Valvular Heart Disease – This disease can be genetic but at times is caused by infection in the heart.
Congestive Heart Failure (CHF) – The heart weakens or becomes stiff with CHF and fails to function properly.
Aortic Aneurysms – A weakness in the aorta causes it to bulge from the pressure of the blood pumping. It can burst if the wall of the aorta becomes too thin.
Arrythmia – An arrythmia means that the heart is beating either too fast, too slow, or irregularly.
Genetic Heart Defects – Heart defects from birth can include holes in the heart or the failure of a natural prenatal opening to close.
Some of the most common heart diseases start slowly with no symptoms at all, but eventually symptoms begin to appear and it is best to seek medical attention immediately. See your doctor if you begin experiencing any of these symptoms:
- Chest pain (this symptom is experienced more often by men than women)
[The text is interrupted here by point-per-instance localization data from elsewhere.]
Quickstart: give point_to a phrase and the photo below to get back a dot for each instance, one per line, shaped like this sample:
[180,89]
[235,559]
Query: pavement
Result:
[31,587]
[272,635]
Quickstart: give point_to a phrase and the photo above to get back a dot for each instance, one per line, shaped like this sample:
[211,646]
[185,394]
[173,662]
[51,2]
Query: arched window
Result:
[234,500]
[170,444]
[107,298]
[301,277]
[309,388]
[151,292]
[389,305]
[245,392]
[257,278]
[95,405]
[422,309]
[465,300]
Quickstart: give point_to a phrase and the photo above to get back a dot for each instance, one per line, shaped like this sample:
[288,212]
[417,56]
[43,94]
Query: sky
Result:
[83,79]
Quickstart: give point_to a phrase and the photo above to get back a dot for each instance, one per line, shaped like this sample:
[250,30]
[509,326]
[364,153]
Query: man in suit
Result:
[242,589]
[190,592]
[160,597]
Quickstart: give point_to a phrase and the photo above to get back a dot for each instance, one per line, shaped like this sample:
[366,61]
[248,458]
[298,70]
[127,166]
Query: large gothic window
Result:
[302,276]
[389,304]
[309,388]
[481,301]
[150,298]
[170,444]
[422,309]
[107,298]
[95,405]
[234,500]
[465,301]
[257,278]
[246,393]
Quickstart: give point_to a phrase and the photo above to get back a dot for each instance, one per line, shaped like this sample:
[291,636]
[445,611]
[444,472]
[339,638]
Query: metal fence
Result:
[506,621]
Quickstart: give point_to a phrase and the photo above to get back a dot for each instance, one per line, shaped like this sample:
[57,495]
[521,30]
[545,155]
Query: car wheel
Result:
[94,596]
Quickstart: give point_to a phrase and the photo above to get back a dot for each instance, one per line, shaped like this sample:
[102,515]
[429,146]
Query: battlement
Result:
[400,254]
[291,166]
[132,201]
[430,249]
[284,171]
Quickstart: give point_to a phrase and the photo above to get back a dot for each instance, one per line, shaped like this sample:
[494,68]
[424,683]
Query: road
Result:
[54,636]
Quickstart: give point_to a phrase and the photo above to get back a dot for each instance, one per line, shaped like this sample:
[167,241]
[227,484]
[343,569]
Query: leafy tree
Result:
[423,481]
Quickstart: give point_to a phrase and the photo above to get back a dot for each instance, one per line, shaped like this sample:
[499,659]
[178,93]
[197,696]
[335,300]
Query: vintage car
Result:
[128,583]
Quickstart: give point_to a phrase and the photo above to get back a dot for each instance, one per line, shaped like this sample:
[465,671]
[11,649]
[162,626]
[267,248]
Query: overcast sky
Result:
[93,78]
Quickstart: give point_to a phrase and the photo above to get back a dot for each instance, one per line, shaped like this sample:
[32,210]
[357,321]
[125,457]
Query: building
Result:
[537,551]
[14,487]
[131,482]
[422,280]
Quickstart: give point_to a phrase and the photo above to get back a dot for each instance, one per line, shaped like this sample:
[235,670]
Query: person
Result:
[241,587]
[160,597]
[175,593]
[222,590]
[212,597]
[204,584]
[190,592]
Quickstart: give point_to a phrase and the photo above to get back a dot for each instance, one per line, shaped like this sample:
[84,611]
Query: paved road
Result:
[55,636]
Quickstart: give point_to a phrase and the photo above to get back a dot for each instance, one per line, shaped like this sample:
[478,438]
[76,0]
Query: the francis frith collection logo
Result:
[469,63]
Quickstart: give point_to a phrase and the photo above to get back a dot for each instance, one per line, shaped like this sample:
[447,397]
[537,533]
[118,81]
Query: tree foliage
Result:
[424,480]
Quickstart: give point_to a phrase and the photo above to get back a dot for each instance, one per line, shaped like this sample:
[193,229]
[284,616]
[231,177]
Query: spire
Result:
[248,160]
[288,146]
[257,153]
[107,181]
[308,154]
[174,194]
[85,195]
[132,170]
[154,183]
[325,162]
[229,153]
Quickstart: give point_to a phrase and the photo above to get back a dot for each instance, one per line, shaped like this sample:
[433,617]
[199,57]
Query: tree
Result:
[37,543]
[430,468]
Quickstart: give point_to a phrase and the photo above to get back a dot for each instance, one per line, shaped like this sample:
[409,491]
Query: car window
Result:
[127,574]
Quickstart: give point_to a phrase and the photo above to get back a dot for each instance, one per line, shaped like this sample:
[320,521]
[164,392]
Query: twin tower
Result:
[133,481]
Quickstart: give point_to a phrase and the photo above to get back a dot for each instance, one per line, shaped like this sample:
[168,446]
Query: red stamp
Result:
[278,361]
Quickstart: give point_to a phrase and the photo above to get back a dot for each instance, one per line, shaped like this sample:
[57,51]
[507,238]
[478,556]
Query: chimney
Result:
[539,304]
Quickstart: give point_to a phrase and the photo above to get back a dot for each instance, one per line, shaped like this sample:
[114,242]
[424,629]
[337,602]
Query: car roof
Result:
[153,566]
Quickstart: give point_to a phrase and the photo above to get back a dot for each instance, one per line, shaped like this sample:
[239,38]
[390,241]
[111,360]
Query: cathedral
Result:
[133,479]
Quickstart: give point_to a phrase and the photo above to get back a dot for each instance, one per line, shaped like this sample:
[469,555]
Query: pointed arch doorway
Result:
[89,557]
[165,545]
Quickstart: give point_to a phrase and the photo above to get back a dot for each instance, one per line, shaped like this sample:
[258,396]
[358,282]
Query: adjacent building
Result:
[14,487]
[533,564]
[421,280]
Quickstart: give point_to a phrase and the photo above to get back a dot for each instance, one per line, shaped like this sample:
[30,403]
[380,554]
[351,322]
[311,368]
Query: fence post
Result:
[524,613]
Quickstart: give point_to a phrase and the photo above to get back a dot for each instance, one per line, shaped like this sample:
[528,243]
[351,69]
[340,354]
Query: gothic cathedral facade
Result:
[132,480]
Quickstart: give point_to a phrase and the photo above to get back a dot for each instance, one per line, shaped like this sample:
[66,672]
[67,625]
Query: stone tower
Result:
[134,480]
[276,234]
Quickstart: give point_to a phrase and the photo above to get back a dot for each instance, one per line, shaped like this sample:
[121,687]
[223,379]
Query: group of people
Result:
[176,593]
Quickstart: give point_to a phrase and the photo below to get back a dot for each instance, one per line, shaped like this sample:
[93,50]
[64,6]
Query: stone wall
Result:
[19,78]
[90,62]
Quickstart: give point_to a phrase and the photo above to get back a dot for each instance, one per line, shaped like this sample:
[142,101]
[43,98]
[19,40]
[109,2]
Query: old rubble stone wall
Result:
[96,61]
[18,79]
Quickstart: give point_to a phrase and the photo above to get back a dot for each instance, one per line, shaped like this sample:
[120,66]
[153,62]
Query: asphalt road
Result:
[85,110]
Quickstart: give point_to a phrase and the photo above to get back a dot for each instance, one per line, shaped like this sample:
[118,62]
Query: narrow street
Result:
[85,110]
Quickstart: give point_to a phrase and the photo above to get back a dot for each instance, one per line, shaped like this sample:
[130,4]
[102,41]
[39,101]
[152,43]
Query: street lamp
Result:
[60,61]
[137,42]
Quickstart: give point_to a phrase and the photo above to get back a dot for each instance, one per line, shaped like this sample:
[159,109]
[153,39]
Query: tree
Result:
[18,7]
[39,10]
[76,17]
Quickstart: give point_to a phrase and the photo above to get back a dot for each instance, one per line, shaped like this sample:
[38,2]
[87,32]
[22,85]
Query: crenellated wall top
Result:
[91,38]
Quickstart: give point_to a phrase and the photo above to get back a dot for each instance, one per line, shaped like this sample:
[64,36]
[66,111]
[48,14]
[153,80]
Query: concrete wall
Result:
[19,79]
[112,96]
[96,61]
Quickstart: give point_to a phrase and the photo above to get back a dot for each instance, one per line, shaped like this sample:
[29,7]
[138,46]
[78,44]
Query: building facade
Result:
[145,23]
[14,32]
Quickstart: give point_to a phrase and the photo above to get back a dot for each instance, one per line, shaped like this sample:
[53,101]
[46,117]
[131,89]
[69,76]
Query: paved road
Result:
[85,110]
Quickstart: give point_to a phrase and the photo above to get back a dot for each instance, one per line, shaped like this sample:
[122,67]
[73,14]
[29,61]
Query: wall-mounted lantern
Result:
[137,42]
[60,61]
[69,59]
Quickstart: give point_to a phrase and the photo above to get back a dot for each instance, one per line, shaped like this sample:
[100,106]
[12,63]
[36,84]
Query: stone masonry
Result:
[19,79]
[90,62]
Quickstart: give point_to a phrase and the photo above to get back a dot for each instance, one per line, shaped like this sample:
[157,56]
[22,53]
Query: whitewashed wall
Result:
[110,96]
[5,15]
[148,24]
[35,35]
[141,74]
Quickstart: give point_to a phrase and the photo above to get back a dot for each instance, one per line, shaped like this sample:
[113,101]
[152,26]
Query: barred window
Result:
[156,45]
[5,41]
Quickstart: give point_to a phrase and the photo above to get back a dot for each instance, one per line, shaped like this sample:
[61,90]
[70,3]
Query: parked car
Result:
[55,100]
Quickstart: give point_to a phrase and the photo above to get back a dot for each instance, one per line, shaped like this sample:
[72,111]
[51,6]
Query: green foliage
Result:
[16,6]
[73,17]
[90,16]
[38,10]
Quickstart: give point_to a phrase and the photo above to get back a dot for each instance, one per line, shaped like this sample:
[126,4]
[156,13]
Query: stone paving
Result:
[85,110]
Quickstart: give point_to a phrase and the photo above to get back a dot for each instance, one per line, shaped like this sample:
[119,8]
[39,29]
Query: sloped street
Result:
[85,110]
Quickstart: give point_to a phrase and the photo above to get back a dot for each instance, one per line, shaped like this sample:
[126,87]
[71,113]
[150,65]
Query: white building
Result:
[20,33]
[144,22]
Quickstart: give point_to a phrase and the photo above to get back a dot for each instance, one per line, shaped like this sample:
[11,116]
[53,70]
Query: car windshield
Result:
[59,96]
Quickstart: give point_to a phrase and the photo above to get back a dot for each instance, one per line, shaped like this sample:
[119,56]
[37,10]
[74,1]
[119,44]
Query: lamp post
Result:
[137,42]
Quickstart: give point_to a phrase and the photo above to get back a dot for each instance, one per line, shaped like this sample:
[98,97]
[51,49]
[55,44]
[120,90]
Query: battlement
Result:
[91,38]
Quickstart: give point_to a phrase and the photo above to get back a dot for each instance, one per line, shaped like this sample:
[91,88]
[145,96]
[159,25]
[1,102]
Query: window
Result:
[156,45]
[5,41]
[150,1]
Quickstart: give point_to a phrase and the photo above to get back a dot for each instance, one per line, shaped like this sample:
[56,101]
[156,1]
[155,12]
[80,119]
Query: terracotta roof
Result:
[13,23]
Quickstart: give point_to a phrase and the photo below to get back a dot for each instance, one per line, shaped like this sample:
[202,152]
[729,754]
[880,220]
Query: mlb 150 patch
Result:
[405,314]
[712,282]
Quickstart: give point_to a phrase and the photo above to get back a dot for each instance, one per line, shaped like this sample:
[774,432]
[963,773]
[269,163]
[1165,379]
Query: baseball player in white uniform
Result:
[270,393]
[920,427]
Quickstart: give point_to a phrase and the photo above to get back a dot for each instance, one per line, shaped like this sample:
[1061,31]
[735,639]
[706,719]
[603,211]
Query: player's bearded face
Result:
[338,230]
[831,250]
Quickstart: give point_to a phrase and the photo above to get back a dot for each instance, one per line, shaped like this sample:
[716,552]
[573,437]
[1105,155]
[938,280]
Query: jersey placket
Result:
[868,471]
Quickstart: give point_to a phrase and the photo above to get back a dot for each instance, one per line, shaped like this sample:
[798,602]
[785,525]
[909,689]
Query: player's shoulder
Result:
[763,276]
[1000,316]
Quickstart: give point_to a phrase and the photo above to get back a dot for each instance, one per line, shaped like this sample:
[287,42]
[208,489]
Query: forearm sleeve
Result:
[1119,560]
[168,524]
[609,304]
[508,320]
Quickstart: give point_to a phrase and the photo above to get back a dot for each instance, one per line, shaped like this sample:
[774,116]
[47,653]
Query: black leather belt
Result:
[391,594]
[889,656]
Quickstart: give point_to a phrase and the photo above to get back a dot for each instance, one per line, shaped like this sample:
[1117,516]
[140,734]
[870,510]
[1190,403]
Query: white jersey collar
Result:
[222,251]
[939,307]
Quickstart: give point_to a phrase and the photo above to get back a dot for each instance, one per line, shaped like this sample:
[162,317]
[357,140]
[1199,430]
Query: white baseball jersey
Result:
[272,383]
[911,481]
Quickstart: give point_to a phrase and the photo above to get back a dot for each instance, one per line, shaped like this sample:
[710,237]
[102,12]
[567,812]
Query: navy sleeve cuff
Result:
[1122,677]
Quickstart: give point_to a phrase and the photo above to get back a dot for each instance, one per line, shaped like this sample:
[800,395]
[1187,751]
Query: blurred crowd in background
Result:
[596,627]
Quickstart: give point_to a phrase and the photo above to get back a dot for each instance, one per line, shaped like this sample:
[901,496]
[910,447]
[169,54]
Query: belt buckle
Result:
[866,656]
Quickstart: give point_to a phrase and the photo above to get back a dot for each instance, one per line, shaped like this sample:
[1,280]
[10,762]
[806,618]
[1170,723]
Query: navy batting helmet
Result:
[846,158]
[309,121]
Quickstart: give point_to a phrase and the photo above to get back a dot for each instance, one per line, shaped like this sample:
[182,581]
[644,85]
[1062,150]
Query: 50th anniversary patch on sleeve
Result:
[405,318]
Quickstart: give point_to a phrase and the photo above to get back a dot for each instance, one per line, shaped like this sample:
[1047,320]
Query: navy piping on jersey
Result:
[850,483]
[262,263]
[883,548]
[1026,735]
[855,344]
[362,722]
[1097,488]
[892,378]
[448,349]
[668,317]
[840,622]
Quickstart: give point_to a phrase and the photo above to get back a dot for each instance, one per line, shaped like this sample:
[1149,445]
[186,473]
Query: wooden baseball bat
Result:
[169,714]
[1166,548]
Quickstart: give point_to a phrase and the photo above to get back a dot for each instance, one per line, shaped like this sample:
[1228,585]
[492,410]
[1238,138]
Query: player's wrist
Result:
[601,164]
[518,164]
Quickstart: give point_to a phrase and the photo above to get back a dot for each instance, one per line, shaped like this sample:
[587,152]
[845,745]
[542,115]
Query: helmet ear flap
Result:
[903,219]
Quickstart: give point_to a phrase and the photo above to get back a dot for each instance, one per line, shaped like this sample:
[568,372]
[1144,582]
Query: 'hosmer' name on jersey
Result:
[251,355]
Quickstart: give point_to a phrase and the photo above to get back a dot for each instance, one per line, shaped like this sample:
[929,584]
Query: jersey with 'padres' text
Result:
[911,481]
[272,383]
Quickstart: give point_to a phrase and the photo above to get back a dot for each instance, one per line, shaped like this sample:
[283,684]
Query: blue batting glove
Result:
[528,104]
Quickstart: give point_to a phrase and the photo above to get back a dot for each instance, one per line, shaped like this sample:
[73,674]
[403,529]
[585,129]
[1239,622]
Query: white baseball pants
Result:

- Shortness of breath (with some heart conditions, like CHF, this will get worse while lying on your back
- Swelling of your ankles, legs, or any other part of your body, usually most noticeable in the extremities
- Pressure in your chest (could be caused by a build-up of fluid congestion)
- Chronic Cough
- Racing heart, slow heartbeat, or any other discernible feeling of irregularity in your heartbeat, even if this is only an occasional happening – be aware and if it happens more than a couple of times, tell your doctor
- High or low blood pressure
- A feeling of fullness or pressure in the chest
- Severe heartburn
- Pain or a heavy discomfort that radiates from above or below the sternum to your jaw and down your arm (this can be a sign of a heart attack, which requires more immediate attention than an advancing heart condition)
- Dizziness or a feeling of light-headedness
- A feeling of anxiety that continues
Experiencing any of these symptoms means that your heart disease has most likely begun advancing. Catching your heart problem in its beginning stages is ideal, which is why as you age it is wise to schedule regular check-ups with your doctor and stay in touch with your caregiver. You can also take advantage of the blood pressure machines in the grocery stores. Be proactive and help nip the problem in the bud by monitoring and being aware of your heart’s health. Maintaining a balanced and healthy diet regardless of age or body weight as well as incorporating a cardiovascular exercise regimen into your daily lifestyle can prove to be beneficial. If you suffer from any type of heart disease, always make sure that you have a caregiver or home health aide in close proximity to help you with your day-to-day needs.